Calibration procedure for quantitative surface analysis by total reflection X‐ray fluorescence

Total reflection x‐ray fluorescence analysis (TXRF) is a new technique able either to achieve elemental analysis of microquantities deposited on a very flat reflecting surface or to detect very low levels of surface contamination on reflecting substrates like silicon wafers. In this paper we report a calibration procedure to achieve an impurity quantification in the range of one hundredth of an atomic monolayer and below. To reach this goal, it is necessary to distinguish between two types of surface deposits: submonolayer surface atoms and particulate matter deposited onto the reflector surface. We show how these two situations can be differentiated, both theoretically and experimentally. For surface contamination, calibration curves were obtained from nickel submonolayer standards prepared by a method of quantitative contamination. These standards were certified by Rutherford backscattering analysis (RBS). Results show that linear regression is suitable for calibration.
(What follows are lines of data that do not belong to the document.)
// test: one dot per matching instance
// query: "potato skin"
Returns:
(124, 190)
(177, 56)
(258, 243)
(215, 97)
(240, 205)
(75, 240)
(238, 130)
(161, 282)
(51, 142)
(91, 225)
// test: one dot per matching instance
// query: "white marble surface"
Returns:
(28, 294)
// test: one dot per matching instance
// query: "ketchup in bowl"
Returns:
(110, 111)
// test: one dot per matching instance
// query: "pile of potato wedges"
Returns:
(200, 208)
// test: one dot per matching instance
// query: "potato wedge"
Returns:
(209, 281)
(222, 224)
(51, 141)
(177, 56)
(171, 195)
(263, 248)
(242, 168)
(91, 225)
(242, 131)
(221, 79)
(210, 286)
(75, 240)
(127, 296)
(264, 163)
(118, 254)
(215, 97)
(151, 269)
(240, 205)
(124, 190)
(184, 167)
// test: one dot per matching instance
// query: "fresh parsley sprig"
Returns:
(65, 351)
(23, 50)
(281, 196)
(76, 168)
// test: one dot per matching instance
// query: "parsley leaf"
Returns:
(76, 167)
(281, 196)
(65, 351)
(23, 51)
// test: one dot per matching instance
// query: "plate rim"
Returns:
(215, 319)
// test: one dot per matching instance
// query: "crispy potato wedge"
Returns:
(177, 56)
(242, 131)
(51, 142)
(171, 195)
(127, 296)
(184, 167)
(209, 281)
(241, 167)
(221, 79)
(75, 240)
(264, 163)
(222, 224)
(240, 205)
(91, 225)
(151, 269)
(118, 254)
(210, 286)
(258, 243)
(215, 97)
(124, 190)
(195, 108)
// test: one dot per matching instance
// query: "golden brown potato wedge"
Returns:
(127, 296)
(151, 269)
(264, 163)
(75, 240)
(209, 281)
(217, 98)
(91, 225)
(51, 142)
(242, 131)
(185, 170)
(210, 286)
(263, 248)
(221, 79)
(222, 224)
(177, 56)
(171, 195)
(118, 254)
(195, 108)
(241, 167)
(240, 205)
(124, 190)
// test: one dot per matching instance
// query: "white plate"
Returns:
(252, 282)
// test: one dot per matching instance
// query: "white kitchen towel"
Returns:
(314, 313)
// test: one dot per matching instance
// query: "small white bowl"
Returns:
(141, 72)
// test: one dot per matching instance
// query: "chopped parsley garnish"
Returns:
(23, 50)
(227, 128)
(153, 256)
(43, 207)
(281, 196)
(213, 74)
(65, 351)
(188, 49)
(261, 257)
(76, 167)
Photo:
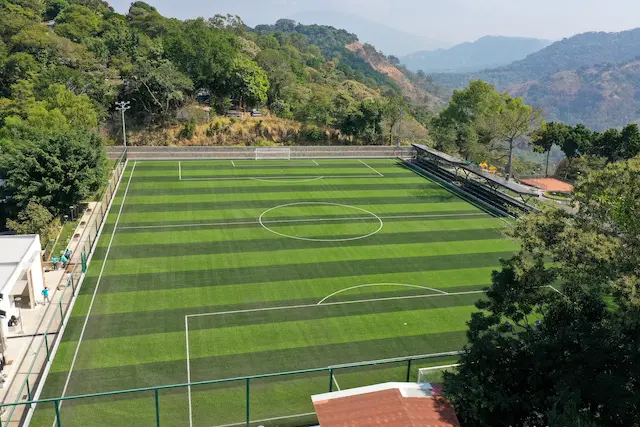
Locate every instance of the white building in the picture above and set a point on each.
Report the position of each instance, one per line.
(21, 275)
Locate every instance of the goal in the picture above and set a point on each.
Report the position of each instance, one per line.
(433, 374)
(273, 153)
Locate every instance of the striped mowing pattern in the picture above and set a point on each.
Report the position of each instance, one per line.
(241, 253)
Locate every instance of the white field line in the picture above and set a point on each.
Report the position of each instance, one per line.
(95, 291)
(380, 284)
(299, 165)
(306, 414)
(291, 307)
(556, 289)
(283, 221)
(186, 328)
(361, 161)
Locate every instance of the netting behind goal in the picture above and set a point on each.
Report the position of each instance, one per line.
(433, 374)
(272, 153)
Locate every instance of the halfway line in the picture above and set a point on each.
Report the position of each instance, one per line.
(95, 291)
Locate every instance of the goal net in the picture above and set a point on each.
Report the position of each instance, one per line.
(433, 374)
(273, 153)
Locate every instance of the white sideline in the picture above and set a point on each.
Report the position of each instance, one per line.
(186, 328)
(335, 381)
(370, 167)
(287, 177)
(95, 291)
(306, 414)
(278, 221)
(380, 284)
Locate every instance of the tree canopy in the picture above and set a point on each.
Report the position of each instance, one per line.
(556, 342)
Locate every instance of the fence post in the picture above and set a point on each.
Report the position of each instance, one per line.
(248, 405)
(46, 345)
(157, 408)
(330, 380)
(57, 405)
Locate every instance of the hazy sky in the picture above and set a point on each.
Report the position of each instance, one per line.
(447, 20)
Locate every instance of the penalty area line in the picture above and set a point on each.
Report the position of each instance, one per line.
(95, 291)
(292, 307)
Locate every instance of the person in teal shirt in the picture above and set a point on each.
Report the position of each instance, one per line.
(45, 294)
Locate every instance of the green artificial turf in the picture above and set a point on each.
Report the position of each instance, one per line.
(396, 260)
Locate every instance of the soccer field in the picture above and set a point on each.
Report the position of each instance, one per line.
(212, 269)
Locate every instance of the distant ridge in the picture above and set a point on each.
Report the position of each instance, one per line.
(486, 52)
(384, 38)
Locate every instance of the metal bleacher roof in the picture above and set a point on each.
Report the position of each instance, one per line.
(492, 179)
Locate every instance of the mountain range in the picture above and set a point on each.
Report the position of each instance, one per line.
(582, 50)
(389, 40)
(486, 52)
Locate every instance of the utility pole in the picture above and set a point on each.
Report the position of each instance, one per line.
(400, 126)
(123, 106)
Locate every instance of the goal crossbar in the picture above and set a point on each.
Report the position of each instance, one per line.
(273, 153)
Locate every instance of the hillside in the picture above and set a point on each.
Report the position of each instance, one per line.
(582, 50)
(486, 52)
(389, 40)
(601, 96)
(381, 64)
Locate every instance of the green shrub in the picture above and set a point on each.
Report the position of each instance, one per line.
(189, 130)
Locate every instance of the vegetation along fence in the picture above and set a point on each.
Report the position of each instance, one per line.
(156, 406)
(35, 365)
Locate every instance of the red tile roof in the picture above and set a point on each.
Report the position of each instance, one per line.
(549, 184)
(387, 407)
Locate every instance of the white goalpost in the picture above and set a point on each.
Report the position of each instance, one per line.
(273, 153)
(433, 374)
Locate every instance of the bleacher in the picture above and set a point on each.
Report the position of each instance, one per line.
(494, 192)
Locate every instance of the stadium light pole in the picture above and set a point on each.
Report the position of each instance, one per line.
(123, 106)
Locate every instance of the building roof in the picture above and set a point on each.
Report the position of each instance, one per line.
(13, 250)
(390, 404)
(550, 184)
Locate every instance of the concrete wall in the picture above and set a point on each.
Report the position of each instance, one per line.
(29, 268)
(317, 152)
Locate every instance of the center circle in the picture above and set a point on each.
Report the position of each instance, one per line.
(262, 221)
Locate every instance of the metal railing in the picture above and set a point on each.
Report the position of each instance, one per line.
(38, 355)
(407, 370)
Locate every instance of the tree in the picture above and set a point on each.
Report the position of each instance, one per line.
(539, 357)
(392, 113)
(54, 170)
(35, 219)
(517, 121)
(156, 89)
(547, 136)
(77, 23)
(205, 54)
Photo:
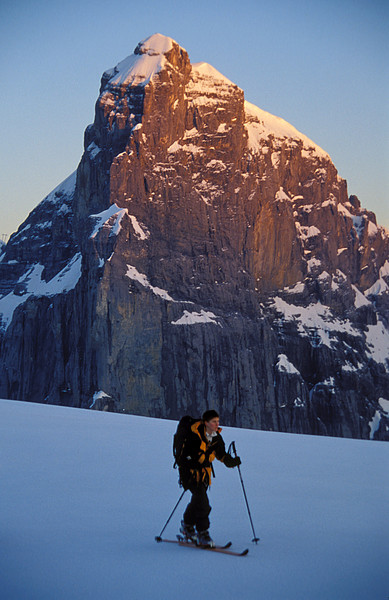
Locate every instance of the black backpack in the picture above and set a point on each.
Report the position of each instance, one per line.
(180, 437)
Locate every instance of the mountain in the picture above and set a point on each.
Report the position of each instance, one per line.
(204, 253)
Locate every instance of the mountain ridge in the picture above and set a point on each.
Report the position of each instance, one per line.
(201, 241)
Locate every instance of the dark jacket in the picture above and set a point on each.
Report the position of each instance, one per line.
(198, 454)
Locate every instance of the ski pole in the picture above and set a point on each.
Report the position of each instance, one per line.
(255, 538)
(159, 537)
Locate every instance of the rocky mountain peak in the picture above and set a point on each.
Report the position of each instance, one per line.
(205, 253)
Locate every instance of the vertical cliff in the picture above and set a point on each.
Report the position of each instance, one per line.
(204, 253)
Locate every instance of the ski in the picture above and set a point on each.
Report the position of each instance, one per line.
(221, 549)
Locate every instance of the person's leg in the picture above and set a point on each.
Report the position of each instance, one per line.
(198, 509)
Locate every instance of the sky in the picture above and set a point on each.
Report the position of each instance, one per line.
(320, 65)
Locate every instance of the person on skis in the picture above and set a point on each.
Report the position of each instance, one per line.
(203, 444)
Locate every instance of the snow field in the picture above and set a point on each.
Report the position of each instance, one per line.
(85, 492)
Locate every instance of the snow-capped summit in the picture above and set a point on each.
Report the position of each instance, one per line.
(205, 253)
(148, 59)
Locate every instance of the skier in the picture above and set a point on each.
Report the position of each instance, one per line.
(202, 445)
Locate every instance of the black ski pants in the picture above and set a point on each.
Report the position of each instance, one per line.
(198, 509)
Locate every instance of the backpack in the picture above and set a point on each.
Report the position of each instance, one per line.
(180, 437)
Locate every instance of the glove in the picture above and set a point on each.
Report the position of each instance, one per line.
(232, 461)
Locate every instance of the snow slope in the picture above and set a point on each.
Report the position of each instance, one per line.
(84, 494)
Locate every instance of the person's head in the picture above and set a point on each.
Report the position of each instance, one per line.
(211, 420)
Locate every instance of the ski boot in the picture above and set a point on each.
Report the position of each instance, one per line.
(189, 533)
(204, 539)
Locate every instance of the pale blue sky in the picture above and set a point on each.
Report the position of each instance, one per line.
(321, 65)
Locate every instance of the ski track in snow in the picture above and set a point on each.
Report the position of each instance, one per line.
(85, 492)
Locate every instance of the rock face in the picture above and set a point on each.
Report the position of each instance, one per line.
(205, 253)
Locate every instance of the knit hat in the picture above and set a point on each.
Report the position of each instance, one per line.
(210, 414)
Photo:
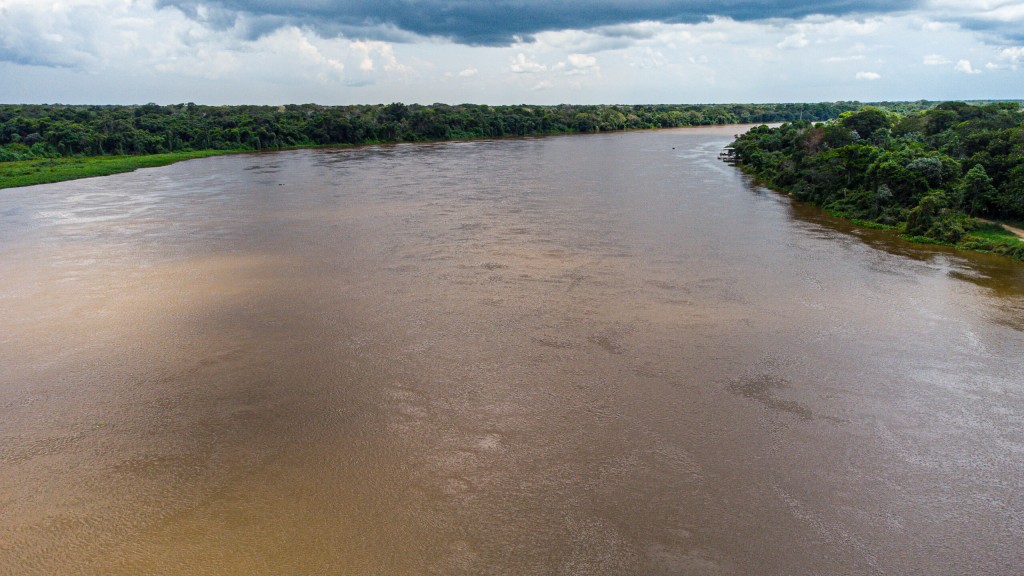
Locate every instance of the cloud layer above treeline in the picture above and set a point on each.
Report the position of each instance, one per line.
(502, 51)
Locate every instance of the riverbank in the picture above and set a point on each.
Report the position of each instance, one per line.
(983, 236)
(49, 170)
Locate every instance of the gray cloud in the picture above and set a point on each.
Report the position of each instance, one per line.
(497, 23)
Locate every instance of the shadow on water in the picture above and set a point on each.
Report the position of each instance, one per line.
(1001, 276)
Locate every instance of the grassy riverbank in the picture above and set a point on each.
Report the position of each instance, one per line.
(947, 175)
(47, 170)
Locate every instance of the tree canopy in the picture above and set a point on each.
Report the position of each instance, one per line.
(929, 172)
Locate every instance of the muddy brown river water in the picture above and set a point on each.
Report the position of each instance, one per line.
(582, 355)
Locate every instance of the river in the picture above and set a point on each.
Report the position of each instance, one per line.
(576, 355)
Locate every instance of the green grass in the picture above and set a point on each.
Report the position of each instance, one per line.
(30, 172)
(994, 239)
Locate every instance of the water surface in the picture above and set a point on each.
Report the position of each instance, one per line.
(606, 354)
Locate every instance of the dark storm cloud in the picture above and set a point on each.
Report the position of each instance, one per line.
(500, 22)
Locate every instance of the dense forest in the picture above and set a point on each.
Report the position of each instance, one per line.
(32, 131)
(937, 174)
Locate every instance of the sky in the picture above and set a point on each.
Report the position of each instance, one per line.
(508, 51)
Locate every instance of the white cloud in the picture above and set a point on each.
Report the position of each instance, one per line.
(522, 65)
(936, 59)
(966, 68)
(1012, 55)
(118, 50)
(798, 40)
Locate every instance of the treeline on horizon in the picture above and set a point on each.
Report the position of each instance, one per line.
(33, 131)
(930, 173)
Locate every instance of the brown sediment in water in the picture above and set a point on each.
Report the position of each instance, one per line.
(540, 356)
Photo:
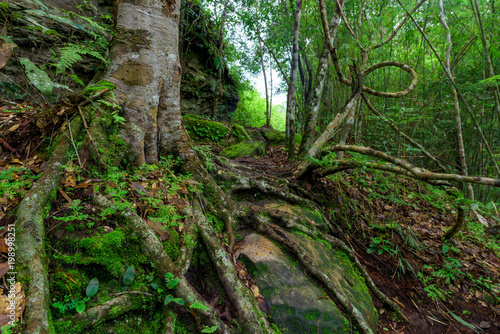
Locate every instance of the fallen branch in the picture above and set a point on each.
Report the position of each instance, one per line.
(108, 310)
(155, 252)
(418, 173)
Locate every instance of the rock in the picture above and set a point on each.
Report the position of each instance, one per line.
(253, 149)
(313, 217)
(275, 137)
(484, 324)
(296, 303)
(338, 267)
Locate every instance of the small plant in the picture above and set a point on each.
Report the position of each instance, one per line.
(75, 214)
(380, 245)
(8, 329)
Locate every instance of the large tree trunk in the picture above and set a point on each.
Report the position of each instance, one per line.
(292, 85)
(145, 67)
(456, 105)
(312, 116)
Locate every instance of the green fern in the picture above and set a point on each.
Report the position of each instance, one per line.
(72, 53)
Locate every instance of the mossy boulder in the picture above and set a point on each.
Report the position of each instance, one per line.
(275, 137)
(295, 300)
(204, 130)
(240, 133)
(247, 148)
(296, 303)
(312, 217)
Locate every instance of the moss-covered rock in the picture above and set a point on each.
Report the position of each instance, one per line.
(253, 149)
(295, 300)
(205, 130)
(240, 133)
(313, 217)
(275, 137)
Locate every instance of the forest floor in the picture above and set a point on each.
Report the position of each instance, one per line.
(394, 226)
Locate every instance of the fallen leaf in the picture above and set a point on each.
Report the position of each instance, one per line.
(5, 48)
(4, 268)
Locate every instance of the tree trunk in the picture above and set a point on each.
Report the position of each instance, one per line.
(219, 88)
(268, 111)
(145, 67)
(312, 116)
(291, 103)
(460, 141)
(487, 58)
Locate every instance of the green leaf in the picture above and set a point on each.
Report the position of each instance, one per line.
(179, 301)
(168, 299)
(209, 329)
(40, 79)
(77, 79)
(92, 287)
(172, 284)
(80, 308)
(129, 275)
(198, 305)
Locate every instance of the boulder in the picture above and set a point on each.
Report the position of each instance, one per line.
(246, 148)
(298, 305)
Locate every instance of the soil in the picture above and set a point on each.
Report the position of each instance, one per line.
(425, 315)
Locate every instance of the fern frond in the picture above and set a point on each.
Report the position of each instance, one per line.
(72, 53)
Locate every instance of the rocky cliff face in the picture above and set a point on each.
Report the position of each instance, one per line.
(41, 28)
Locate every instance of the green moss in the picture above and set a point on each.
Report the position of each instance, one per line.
(205, 130)
(275, 137)
(240, 133)
(107, 250)
(256, 148)
(171, 245)
(312, 315)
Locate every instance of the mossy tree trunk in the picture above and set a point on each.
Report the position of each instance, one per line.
(145, 68)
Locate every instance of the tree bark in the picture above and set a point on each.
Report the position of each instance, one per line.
(312, 116)
(268, 110)
(292, 85)
(145, 67)
(219, 88)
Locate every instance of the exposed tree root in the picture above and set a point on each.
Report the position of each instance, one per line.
(264, 225)
(155, 252)
(291, 222)
(108, 310)
(30, 231)
(240, 296)
(187, 249)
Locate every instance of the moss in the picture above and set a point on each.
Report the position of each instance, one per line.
(171, 245)
(240, 133)
(205, 130)
(256, 148)
(275, 137)
(106, 250)
(312, 315)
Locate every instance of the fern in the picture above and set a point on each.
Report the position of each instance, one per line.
(72, 53)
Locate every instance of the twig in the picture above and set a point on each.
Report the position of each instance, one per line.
(90, 137)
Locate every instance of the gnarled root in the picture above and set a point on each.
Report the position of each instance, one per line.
(163, 264)
(30, 250)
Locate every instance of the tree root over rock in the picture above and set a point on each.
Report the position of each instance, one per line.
(155, 252)
(30, 231)
(108, 310)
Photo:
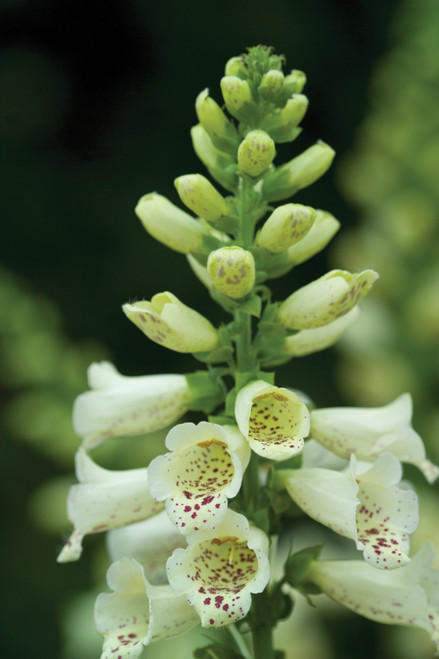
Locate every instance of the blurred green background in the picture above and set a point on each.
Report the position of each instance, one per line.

For elements other than nickel it is shown that the correlation between TXRF and RBS is good, except for concentrations of <5 × 10 11 atoms cm −2 . This is mainly owing to the difficulty of obtaining certified low contamination levels with RBS. Quantification limits for TXRF analysis are found to be extremely low in comparison to most surface analysis techniques, and TXRF is able to detect metallic impurities like Fe, Ni, Cr, Zn and Cu at ∼2 × 10 10 atoms cm −2 in a short time (1000 s) without any sample preparation.